Milk diluted with detergent, spices laced with artificial colours, vegetables ripened with chemicals, edible oils adulterated with harmful substances—food adulteration has become rampant. Cancer cases are rising sharply across India, and while lifestyle factors play a role, toxic food and polluted environments are significant contributors.
India’s cancer burden is no longer confined to urban elites; it is spreading rapidly in rural and semi-urban areas. Entire districts in Punjab, Maharashtra, West Bengal and Bihar have reported unusually high cancer rates, earning grim labels like “cancer belts.”
The question is chillingly simple: what are we consuming in the name of nourishment?
Regulatory bodies exist, but enforcement is weak. Penalties are light. Inspections are sporadic. The consumer is left vulnerable, while profiteers thrive.
Development at the Cost of Nature
In the name of development, we are also systematically destroying the very ecosystems that sustain life.
Forests are cleared for highways, mining, real estate and industries, often without adequate environmental assessment or genuine public consultation. Trees are cut faster than they are planted. Compensatory afforestation exists largely on paper.
The recent controversy surrounding the Aravalli hills is a case in point.
The Aravallis are one of the oldest mountain ranges in the world and act as a natural barrier against desertification, regulate climate and recharge groundwater. Yet, rampant mining, construction and policy dilution have reduced large parts of this ecological shield to rubble.
Destroying the Aravallis is not development—it is ecological suicide.
The Illusion of Growth
India celebrates GDP growth, infrastructure expansion and global rankings.
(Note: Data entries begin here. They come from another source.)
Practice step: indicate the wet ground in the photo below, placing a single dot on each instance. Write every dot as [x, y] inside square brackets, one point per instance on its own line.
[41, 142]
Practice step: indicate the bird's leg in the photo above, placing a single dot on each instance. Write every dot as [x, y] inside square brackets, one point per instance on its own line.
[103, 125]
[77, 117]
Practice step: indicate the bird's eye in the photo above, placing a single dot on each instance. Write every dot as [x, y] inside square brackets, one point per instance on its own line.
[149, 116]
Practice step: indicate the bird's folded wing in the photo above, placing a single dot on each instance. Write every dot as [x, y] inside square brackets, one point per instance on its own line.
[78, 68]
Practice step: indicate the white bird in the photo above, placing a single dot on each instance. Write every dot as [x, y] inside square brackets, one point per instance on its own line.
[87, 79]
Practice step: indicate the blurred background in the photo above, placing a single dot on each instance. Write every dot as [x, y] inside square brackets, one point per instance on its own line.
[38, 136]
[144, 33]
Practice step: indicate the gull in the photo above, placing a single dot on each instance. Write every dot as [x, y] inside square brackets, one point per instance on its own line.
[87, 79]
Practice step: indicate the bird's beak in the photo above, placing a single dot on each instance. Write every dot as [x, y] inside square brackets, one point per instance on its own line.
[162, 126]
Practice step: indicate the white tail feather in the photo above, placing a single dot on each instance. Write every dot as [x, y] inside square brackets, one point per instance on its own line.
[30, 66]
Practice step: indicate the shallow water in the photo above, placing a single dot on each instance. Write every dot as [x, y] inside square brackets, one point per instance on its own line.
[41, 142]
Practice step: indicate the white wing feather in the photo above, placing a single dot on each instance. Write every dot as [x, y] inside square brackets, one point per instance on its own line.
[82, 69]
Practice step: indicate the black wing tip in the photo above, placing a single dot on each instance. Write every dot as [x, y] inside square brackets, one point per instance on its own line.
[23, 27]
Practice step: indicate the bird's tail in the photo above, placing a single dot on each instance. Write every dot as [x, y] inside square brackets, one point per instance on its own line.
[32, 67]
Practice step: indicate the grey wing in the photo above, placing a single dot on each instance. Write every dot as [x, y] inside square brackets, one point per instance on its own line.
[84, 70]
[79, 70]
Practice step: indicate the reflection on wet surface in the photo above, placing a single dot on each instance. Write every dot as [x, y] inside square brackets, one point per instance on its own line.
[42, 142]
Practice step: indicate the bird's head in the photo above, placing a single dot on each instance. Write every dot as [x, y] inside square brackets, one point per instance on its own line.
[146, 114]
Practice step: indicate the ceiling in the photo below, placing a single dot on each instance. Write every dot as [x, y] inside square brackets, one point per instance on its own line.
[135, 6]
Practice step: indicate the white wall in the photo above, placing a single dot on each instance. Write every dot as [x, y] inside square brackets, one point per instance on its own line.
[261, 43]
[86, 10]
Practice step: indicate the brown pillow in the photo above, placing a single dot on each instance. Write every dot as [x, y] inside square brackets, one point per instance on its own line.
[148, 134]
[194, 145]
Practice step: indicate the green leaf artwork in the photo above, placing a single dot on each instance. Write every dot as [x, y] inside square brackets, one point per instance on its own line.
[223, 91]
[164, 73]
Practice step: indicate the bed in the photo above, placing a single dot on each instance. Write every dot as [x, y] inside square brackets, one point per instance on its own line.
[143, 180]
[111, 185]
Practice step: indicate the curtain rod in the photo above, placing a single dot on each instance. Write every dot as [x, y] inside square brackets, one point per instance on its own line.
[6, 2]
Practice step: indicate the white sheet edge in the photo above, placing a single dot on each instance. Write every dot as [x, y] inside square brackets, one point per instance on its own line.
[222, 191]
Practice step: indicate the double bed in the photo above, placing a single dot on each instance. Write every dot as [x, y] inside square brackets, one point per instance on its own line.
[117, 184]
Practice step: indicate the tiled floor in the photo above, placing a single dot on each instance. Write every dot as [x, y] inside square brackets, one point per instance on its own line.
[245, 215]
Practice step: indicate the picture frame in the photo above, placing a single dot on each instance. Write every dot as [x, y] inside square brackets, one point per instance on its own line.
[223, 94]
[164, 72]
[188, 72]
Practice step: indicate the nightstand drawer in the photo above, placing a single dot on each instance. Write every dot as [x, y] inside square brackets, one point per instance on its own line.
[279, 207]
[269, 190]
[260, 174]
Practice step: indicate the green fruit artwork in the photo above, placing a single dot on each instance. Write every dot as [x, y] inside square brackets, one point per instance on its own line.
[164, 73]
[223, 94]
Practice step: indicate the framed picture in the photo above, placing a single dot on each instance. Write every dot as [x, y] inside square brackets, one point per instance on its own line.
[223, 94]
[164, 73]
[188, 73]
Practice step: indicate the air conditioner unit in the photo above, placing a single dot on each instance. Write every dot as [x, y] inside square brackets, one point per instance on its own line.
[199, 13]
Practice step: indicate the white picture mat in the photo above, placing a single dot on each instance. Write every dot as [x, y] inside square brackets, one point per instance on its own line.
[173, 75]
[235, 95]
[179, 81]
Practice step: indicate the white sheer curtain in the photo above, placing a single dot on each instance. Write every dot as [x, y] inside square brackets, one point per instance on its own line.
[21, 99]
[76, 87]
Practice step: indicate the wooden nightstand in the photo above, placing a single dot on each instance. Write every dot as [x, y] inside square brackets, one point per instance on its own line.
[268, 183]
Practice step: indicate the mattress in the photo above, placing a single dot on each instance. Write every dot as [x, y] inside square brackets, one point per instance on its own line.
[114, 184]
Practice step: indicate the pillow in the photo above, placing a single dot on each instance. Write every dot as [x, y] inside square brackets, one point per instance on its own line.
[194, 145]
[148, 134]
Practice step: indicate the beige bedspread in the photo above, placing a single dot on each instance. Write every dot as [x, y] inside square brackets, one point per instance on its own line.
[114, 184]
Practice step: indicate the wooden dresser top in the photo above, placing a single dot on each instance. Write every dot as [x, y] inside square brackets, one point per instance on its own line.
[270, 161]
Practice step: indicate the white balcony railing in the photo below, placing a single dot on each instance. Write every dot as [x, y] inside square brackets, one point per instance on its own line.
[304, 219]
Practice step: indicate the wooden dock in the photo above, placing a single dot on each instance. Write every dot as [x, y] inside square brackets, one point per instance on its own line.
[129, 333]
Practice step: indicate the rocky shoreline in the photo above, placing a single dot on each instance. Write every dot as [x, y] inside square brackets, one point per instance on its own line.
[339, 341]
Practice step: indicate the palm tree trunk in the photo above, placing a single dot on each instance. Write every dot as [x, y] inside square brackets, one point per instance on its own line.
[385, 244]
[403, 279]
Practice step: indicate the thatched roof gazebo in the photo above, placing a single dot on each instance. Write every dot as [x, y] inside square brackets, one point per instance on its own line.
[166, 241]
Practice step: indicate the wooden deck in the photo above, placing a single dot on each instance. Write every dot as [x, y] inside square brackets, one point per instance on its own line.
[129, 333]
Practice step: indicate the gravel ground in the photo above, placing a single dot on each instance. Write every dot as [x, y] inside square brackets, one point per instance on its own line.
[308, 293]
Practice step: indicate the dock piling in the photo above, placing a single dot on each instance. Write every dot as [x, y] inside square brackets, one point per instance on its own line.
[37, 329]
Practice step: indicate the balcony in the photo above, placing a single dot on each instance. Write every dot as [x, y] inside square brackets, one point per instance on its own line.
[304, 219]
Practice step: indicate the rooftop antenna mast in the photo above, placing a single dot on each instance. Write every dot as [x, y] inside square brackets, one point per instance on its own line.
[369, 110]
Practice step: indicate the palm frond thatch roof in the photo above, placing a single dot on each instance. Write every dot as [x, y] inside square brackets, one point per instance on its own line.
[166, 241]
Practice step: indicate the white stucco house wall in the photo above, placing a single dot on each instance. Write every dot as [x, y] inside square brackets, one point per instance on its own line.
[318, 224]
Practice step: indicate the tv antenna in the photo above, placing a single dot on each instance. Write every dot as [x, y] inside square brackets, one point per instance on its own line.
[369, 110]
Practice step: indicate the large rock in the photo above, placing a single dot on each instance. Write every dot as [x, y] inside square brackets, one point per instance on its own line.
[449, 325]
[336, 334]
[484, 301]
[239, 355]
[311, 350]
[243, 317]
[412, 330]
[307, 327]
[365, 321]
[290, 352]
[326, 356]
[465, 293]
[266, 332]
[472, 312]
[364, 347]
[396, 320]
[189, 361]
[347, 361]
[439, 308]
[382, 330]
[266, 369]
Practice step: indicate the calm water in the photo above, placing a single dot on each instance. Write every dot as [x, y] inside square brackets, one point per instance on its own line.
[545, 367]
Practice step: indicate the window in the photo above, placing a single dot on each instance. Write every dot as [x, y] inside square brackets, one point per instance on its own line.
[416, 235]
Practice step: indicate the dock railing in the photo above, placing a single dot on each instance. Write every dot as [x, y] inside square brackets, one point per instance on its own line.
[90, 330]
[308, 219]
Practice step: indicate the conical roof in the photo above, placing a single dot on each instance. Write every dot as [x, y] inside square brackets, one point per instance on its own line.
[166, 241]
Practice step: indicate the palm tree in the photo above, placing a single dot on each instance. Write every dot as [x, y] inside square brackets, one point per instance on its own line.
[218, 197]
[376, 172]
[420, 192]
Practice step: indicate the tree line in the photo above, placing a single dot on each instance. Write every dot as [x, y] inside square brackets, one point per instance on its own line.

But growth that poisons water, air and food is not progress; it is regression disguised in concrete and steel.
True development improves the quality of life. It reduces disease, not increases it. It protects future generations instead of burdening them with irreversible damage.
The tragedy in Indore is not an isolated failure. It is part of a pattern where governance reacts only after lives are lost, where preventive planning is replaced by post-disaster damage control.
Who Is Accountable?
Accountability remains the biggest missing link.
Municipal corporations blame state departments. State governments blame contractors. Contractors blame outdated infrastructure. Everyone passes the buck, while citizens pay with their health and lives.
There is little fear of consequences. Rarely do officials face strict punishment for negligence. Rarely are systemic failures acknowledged. Transparency in water quality reports, air pollution data and food safety inspections is limited.
A democracy cannot function if governance becomes indifferent to human suffering.
The Way Forward: Beyond Lip Service
India does not lack policies; it lacks political will and administrative seriousness.
First, water and sewage infrastructure must be treated as critical national assets, not local inconveniences. Regular audits, real-time water quality monitoring and public disclosure should be mandatory.
Second, environmental regulations must be strengthened, not diluted. Economic growth and environmental protection are not opposites; they are interdependent.
Third, food safety enforcement must become ruthless against adulterators. Health cannot be compromised for profit.
Fourth, citizens must be involved—not just as voters, but as stakeholders. Public vigilance, social audits and community monitoring can make a real difference.
Finally, development must be redefined. A nation cannot call itself developed when its people fall sick from the water they drink and the air they breathe.
A Question for the Republic
Seventy-five years after Independence, India has achieved remarkable feats. But the real measure of a nation is not how fast it grows, but how safely its people live.
The deaths in Bhagirathpura should haunt our collective conscience. They remind us that freedom without dignity, and growth without humanity, ring hollow.
The question is no longer whether India can develop.
The question is: can India develop without destroying the very foundations of life?
Until clean water, clean air and safe food become non-negotiable realities for every citizen, the promise of Independence remains painfully incomplete.